The real question, of course, is how well the stuff will play in the majors, and a big part of that is the issue of Kim’s strikeout rate. He strikes out a very good percentage of hitters in the KBO, but it’s not the sort of K rate that sees so dominant as to demand an MLB club pick him up. Personally, I’m not overly concerned about the stuff or the strikeouts, largely because in Korea the strikeout rate in general is significantly lower than in MLB. Now, some would argue that is due to the quality of the pitching, and for the most part I have subscribed to that theory up to this point. However, having watched Juan Soto play, I have starter to wonder. Yes, he is obviously a remarkable talent, but I admit I’m beginning to wonder how much of that hitting excellence really does come down to just simply having a two-strike approach at the plate, at all. Soto is one of the only players in the game right now who actually alters his overall approach based on the count, and I do wonder how much of his ability to avoid huge strikeout numbers while working an incredibly patient approach which often leads to deep counts comes down to willingness to commit to an approach, rather than some utterly miraculous physical skill. (I’ve wondered the same thing watching Joey Votto, too.)

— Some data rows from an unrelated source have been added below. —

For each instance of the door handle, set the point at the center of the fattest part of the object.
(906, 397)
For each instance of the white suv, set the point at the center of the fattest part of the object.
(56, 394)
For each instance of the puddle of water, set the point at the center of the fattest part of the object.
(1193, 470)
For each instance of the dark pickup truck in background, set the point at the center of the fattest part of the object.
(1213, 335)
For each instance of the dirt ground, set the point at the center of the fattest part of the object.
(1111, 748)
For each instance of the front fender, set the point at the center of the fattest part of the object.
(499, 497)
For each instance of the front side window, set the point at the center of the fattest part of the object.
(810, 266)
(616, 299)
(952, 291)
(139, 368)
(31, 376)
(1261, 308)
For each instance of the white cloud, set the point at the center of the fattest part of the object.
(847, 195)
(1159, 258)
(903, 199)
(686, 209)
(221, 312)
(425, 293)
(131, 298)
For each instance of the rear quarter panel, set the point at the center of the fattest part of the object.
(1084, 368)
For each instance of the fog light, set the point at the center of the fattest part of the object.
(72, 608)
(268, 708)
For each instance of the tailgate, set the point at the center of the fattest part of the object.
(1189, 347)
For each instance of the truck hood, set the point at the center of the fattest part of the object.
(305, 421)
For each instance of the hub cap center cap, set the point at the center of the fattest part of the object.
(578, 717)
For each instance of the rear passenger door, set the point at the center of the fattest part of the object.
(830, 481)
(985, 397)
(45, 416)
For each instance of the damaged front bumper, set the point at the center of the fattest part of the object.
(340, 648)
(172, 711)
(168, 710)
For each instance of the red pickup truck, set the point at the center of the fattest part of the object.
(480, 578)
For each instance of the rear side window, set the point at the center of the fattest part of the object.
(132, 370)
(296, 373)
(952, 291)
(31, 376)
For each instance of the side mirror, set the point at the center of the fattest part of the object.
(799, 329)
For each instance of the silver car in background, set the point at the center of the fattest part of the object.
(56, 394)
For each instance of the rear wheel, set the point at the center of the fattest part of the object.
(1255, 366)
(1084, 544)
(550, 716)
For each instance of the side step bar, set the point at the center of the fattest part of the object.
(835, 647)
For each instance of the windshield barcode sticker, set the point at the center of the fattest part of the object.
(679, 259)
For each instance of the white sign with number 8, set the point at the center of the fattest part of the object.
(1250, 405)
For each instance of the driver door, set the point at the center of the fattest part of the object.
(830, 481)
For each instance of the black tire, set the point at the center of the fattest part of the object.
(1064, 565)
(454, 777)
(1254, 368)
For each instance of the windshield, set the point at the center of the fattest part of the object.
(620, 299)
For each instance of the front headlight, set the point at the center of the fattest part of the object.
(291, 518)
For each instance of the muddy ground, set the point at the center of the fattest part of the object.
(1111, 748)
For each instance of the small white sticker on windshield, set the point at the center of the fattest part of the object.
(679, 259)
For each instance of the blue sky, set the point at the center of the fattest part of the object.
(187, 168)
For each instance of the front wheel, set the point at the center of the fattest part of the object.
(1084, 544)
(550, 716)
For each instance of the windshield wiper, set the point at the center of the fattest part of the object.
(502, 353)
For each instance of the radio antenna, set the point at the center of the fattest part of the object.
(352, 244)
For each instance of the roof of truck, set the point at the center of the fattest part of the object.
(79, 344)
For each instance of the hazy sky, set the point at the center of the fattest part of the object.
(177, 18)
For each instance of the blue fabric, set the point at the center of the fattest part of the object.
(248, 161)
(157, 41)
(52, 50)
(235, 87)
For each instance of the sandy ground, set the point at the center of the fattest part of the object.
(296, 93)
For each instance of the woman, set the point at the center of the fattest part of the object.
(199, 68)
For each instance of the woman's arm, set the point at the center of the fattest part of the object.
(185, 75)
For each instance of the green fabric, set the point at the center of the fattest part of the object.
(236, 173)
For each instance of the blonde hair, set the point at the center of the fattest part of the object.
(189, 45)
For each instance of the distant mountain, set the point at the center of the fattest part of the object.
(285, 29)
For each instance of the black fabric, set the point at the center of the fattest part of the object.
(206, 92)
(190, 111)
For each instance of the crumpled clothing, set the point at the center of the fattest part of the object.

In Korea, there is much more of a focus on contact hitting than here in the US, and I have a feeling Kim’s strikeout rate will not drop much, or perhaps any at all, coming here from Korea. The competition may be stronger overall, but I do think American hitters are much more comfortable taking their hacks and heading back to the dugout.
So what do I think of this signing? Well, not to sound hyperbolic, but I’m frankly thrilled. It’s not the Gerrit Cole signing I was stumping for early in the offseason, but this is a move with serious upside, I think. Kim’s age is a concern for me, because even with what I said earlier about him reaching a new level at a relatively advanced age, that doesn’t mean that his arm doesn’t already have the mileage of a player about, oh, his age. Pitchers who peak late don’t just get good late and then pitcher longer; they get good late and tend to just have shorter peaks. (See also Lee, Cliff.) However, the fact is Kwang-hyun Kim has actually seen his stuff tick up slightly since Tommy John surgery, and he has become much more of a control pitcher than he ever was in his younger days, walking below two hitters per nine innings each of the last two seasons. I’m not sure he will be able to develop the kind of precision command Hyun-jin Ryu has come into, but a sub-7% walk rate certainly seems achievable for Kim, and his stuff should play in the majors, I think. I don’t see a serious platoon issue, and he’s got at least one pitch in the slider that he should be able to lean on consistently to get swings and misses against any level of competition.
I doubt this is in any way a possibility, but my hope for Kim would be to push his way into the rotation, and for the Cardinals to actually employ Adam Wainwright in swingman sort of role. I worry about Waino shouldering a full starter’s load again this season, while I’m hoping to see Carlos Martinez transition back into the rotation. Wainwright was good in 2019, but I have serious doubts he can carry another 170+ inning season to completion. Something more like 90-110 innings, with him leaning on his best stuff in more concentrated bursts, would seem an optimal solution to me. Kwang-hyun Kim, on the other hand, I see no reason not to believe he can transition, quite successfully, into a major league rotation.